Monday, May 29, 2006

LES VERTUS DE LA SEPARATION DES POUVOIRS

La démocratie moderne a été d’abord pensée, laborieusement, par des Anglais, au 17° siècle, Thomas Hobbes et John Locke, puis formalisée par des Français, notamment Montesquieu et Rousseau, au 18° siècle et enfin par des Américains, en particulier Madison, principal rédacteur de la constitution. Cet effort, qui s’étale sur deux siècles, a été accompli par des auteurs très différents les uns des autres, vivant dans des contextes fort éloignés. Un de leurs points communs en revêt donc toute sa force, celui de l’importance de la séparation des pouvoirs, exécutifs, législatifs et judiciaires.

Pour eux la démocratie n’est juste et efficace qu’à la condition que des personnes différentes exercent la réalité de ces différents pouvoirs. L’exécutif, c’est le gouvernement, et l’administration qui en procède. A lui d’agir, de mettre en œuvre les choix de la Nation. A lui aussi de réprimer, de punir. Mais l’exécutif ne fixe pas lui-même ces choix. Il agit dans un cadre précis et limité par le pouvoir législatif.

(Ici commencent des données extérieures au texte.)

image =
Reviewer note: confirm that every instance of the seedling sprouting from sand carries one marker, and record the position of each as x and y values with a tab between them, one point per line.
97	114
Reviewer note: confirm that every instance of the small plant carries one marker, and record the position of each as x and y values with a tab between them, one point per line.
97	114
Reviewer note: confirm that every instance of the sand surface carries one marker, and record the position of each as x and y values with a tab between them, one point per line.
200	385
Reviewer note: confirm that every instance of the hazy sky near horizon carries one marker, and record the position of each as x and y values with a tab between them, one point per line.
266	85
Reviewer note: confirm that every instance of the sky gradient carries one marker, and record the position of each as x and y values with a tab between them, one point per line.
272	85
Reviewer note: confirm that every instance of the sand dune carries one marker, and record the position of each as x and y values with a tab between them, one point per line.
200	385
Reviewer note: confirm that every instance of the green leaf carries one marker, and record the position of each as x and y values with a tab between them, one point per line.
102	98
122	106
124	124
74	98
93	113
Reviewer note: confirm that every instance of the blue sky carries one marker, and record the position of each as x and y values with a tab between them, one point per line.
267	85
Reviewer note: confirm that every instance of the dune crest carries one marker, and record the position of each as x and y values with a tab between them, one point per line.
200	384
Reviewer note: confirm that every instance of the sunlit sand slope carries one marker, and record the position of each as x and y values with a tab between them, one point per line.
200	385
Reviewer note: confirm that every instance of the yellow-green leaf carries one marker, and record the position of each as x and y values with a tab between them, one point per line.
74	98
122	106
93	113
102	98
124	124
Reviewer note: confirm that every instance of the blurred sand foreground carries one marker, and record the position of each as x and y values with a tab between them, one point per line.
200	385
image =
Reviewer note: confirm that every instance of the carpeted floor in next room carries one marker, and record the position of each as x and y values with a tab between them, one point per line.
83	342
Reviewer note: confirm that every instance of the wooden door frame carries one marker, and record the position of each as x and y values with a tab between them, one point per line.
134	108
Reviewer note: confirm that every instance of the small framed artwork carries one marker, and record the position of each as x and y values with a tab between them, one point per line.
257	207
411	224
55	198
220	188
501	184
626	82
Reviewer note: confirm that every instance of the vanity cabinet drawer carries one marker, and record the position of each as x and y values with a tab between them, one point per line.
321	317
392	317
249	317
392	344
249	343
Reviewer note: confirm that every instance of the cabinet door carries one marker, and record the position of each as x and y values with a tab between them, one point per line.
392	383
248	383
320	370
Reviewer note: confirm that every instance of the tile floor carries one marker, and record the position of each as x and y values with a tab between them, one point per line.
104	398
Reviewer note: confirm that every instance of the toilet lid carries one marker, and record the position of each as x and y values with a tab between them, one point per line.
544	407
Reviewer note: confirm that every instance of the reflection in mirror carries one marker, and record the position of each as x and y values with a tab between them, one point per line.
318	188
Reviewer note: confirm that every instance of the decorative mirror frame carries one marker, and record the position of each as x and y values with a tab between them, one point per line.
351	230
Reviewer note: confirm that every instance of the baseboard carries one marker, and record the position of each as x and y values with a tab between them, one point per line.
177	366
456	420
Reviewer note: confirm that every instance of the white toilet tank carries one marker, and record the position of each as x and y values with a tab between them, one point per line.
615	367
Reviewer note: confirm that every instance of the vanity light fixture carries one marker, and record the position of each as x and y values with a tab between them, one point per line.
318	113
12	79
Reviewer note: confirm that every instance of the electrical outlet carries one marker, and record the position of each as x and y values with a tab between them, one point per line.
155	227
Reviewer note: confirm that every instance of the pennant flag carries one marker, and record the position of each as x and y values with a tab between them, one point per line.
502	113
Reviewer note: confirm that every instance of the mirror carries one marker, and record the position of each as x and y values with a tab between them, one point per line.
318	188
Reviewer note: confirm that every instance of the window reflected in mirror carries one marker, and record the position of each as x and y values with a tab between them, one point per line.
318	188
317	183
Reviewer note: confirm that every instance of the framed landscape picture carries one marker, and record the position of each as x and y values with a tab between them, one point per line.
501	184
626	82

Ce dernier, c’est-à-dire le parlement, ne se contente pas d’élaborer le tout venant des lois. Il fixe aussi le programme, les objectifs, les priorités. Ce que le pouvoir exécutif exécute, ce sont les ordres du législatif.

En quelque sorte il lui est subordonné. C’est notamment le cas en matière de finances publiques, tant pour ce qui concerne les recettes, c’est-à-dire les impôts et les taxes, que pour les dépenses, les moyens des administrations. Une telle subordination ne s’est jamais observée en Haïti. Ici le pouvoir, traditionnellement, vient d’en haut, du chef, du leader, du président. Dans la tradition haïtienne, c’est plutôt le parlement qui obéit au chef de l’exécutif.

Or, il faut le répéter, les fondateurs de la démocratie sont unanimes : pour qu’elle fonctionne bien, c’est-à-dire qu’elle conjugue efficacité et justice, il faut non seulement une vraie séparation des pouvoirs, mais aussi un contrôle de l’exécutif par le législatif. Et un contrôle véritable, indépendant, sévère, et doté de moyens de sanction : le parlement doit pouvoir effectivement, sans drame, renverser le gouvernement..

Dans tous les régimes présidentiels, aux Etats-Unis, en France ou en Haïti, il y a donc une contradiction puisque le chef de l’exécutif, le président, est élu en tant que tel et dispose donc d’une légitimité politique égale sinon supérieure à celle des députés et des sénateurs. On met donc le parlement dans une situation d’infériorité qui risque de l’empêcher de jouer son rôle. Mais cette difficulté n’est pas insurmontable, si les uns et les autres jouent leur rôle et uniquement le leur.

Tout cela est bien connu, mais ce qui l’est moins ce sont les rapports de ces deux pouvoirs avec le troisième, le judiciaire. Pour les pères fondateurs, le judiciaire doit pouvoir sanctionner l’exécutif, lui demander de mettre en pratique les décisions des juges mais aussi encadrer les décisions du parlement. Les lois élaborées et votées par le parlement doivent être respectées, mais ce n’est pas à la police, à l’administration, donc à l’exécutif de décider si et quand elles ne le sont pas.

C’est au juge. Là encore le judiciaire vient donc rogner la toute-puissance de l’exécutif. Mais les juges doivent être impartiaux, et en particulier être absolument indépendants des partis politiques. Ce qui rend délicat la question de leur nomination et de leur carrière. En principe, dans une démocratie, ils ne doivent pas être nommés et encore moins promus par le gouvernement.

La plupart des jeunes démocraties, et en particulier celles des petits pays, ont tendance à considérer que tous ces beaux principes sont vieillots, trop « européens » et entravent l’efficacité. C’est un tort. C’est même le contraire qui est vrai : plus une démocratie est jeune, mal assurée, fait face à de pesantes traditions non-démocratiques et à une situation économique et sociale difficile, plus elle doit se raccrocher aux fondamentaux, aux règles profondes et simples des inventeurs du système : la séparation des pouvoirs n’est pas un luxe de riches, c’est au contraire une nécessité pour les pauvres, ce n’est pas une théorie fumeuse, c’est la base de l’efficacité pratique d’un pays. Enfin….il me semble.